In exchange for prior loss-share guarantee coverage provided to Citigroup as described in Note 5, the FDIC and the Treasury received trust preferred securities. The fair value of the trust preferred securities was derived from a proprietary valuation model developed by the Treasury to estimate the value of financial instruments obtained as consideration for actions taken to stabilize the financial system under the Troubled Asset Relief Program pursuant to the Emergency Economic Stabilization Act of 2008. The model establishes the fair value of the TruPs based on the discounted present value of expected cash flows. Key inputs include assumptions about default probabilities, dividend deferral probabilities and call options. The FDIC independently performed benchmark procedures to ensure the reasonableness of the model outputs.

Some of the DIF's financial assets and liabilities are not recognized at fair value but are recorded at amounts that approximate fair value due to their short maturities and/or comparability with current interest rates. Such items include interest receivable on investments, assessment receivables, other short-term receivables, accounts payable and other liabilities.

The net receivables from resolutions primarily include the DIF's subrogated claim arising from obligations to insured depositors. The resolution entity assets that will ultimately be used to pay the corporate subrogated claim are valued using discount rates that include consideration of market risk. These discounts ultimately affect the DIF's allowance for loss against the net receivables from resolutions. Therefore, the corporate subrogated claim indirectly includes the effect of discounting and should not be viewed as being stated in terms of nominal cash flows.
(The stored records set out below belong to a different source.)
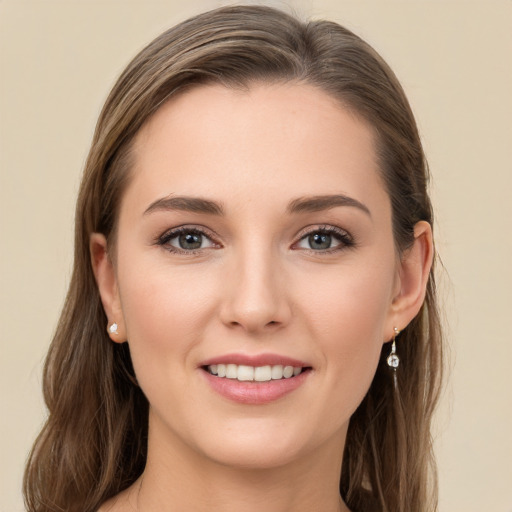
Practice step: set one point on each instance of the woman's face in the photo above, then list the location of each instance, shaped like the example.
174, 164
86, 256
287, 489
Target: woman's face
255, 235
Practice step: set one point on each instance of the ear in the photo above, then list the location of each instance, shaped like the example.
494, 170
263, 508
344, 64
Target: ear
106, 279
414, 270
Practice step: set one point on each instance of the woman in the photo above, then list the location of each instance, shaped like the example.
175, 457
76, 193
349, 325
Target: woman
251, 320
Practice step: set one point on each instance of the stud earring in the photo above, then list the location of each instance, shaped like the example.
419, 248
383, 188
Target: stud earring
393, 360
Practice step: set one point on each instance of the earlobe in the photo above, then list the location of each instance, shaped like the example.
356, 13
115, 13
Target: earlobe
106, 280
415, 266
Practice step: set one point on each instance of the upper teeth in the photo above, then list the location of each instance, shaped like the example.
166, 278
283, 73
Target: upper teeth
252, 373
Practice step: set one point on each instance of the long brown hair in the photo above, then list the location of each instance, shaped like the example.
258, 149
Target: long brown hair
93, 444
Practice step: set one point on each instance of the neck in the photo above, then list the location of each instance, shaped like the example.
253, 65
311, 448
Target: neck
177, 479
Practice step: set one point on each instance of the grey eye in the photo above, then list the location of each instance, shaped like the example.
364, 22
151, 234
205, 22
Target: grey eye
190, 241
319, 241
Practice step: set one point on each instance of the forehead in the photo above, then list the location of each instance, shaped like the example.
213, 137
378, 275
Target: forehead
280, 140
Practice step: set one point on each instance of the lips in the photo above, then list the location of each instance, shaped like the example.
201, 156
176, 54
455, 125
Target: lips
254, 379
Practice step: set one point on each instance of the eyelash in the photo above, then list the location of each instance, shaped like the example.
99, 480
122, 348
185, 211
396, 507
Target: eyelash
343, 237
169, 235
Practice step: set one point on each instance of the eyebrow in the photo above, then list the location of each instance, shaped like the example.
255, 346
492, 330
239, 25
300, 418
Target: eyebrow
186, 204
300, 205
319, 203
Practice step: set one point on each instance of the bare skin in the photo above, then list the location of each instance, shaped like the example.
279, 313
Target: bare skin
280, 243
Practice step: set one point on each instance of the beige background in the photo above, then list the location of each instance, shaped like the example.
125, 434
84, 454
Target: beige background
58, 60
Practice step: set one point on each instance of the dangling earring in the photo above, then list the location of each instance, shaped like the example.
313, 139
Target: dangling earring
112, 328
393, 360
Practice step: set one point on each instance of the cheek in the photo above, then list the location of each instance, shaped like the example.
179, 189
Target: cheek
165, 309
349, 320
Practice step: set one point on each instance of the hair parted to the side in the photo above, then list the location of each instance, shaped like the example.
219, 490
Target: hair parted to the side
93, 444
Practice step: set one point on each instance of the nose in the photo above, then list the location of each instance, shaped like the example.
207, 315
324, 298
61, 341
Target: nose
255, 295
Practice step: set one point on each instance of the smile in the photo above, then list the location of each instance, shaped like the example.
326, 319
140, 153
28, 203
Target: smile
245, 373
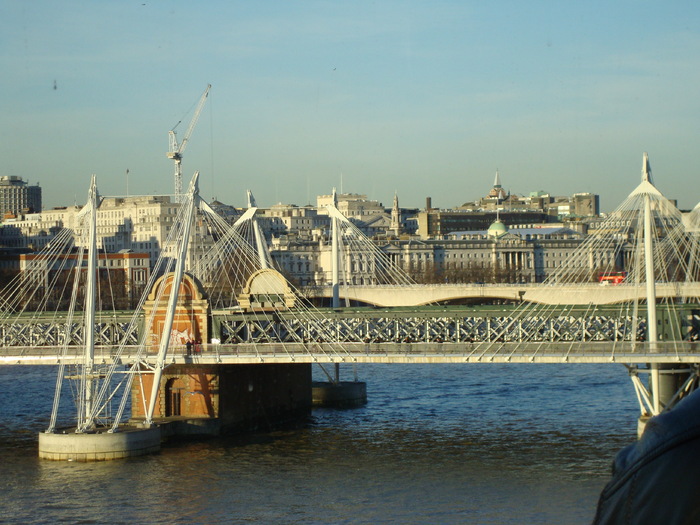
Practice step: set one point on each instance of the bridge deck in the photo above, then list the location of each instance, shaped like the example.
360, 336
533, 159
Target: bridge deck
593, 352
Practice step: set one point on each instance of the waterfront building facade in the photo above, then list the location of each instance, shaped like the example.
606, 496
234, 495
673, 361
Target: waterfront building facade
17, 196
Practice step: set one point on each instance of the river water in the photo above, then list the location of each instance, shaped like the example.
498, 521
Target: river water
501, 444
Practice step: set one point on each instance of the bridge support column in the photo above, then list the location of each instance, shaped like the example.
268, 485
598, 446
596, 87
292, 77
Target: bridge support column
667, 385
226, 399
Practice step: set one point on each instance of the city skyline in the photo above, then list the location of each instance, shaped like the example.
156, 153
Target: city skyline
425, 99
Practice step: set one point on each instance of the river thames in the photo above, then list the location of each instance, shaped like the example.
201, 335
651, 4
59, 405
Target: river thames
486, 444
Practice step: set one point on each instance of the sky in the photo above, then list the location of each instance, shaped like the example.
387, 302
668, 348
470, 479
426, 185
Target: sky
421, 98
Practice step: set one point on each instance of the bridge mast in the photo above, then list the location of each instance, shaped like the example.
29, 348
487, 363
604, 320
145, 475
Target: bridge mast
335, 280
85, 417
652, 333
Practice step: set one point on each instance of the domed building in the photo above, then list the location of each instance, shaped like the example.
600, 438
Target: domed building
497, 192
497, 229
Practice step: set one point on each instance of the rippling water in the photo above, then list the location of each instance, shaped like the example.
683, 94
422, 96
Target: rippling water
472, 443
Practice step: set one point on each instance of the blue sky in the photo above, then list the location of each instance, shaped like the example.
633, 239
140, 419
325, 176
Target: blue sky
422, 98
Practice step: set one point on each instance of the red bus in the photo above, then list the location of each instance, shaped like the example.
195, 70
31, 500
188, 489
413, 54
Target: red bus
612, 277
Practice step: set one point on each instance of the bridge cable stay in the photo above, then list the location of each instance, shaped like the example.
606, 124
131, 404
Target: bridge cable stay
649, 237
233, 257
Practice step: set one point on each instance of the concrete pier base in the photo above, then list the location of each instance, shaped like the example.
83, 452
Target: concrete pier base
341, 394
641, 425
66, 445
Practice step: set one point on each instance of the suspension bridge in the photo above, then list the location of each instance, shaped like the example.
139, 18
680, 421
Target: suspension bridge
208, 310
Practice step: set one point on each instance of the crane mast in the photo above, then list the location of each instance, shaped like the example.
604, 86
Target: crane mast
176, 150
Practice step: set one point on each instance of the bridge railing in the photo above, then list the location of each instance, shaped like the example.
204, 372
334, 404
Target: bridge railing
639, 352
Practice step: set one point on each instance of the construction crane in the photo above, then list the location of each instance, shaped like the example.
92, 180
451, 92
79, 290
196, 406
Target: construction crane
176, 149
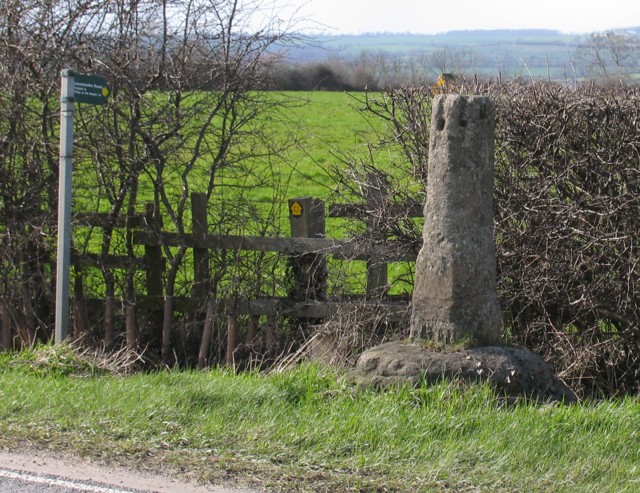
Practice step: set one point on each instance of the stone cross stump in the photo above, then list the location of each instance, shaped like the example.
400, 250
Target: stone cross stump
455, 303
454, 298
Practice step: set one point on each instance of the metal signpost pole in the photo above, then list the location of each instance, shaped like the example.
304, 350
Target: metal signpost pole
64, 205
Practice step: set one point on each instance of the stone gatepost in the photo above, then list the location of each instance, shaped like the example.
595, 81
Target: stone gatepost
454, 298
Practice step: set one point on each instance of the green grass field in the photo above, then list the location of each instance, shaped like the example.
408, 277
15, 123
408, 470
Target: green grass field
308, 430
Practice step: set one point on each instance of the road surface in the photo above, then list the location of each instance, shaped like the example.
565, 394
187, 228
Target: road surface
38, 473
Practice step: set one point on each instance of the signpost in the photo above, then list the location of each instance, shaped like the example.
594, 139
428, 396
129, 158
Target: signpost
80, 88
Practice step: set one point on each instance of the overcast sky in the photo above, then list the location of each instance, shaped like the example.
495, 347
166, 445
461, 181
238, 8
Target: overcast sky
435, 16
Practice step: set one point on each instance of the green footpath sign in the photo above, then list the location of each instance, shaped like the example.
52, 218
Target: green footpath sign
91, 89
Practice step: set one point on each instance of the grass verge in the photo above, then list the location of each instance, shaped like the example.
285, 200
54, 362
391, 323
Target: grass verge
307, 430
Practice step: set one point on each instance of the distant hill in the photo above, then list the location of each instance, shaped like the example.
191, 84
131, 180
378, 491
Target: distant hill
535, 52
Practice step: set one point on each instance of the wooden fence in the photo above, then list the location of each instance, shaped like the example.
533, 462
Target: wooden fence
308, 248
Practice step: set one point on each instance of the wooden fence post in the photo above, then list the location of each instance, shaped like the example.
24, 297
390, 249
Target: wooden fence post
6, 340
307, 220
377, 276
201, 274
154, 266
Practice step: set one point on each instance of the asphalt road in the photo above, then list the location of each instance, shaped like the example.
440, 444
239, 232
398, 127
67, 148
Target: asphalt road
35, 472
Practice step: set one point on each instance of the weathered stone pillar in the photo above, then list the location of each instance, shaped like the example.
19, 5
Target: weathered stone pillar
454, 297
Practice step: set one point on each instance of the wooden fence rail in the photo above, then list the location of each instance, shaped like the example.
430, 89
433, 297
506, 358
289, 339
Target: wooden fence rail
308, 248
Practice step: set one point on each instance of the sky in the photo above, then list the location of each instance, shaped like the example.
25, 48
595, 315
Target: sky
431, 17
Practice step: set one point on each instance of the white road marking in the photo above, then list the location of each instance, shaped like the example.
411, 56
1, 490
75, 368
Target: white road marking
60, 482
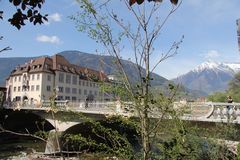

Although the value of the corporate subrogated claim is influenced by valuation of resolution entity assets (see Note 4), such valuation is not equivalent to the valuation of the corporate claim. Since the corporate claim is unique, not intended for sale to the private sector, and has no established market, it is not practicable to estimate a fair value.

The FDIC believes that a sale to the private sector of the corporate claim would require indeterminate, but substantial, discounts for an interested party to profit from these assets because of credit and other risks. In addition, the timing of resolution entity payments to the DIF on the subrogated claim does not necessarily correspond with the timing of collections on resolution entity assets. Therefore, the effect of discounting used by resolution entities should not necessarily be viewed as producing an estimate of fair value for the net receivables from resolutions.

There is no readily available market for guarantees associated with systemic risk (see Note 16).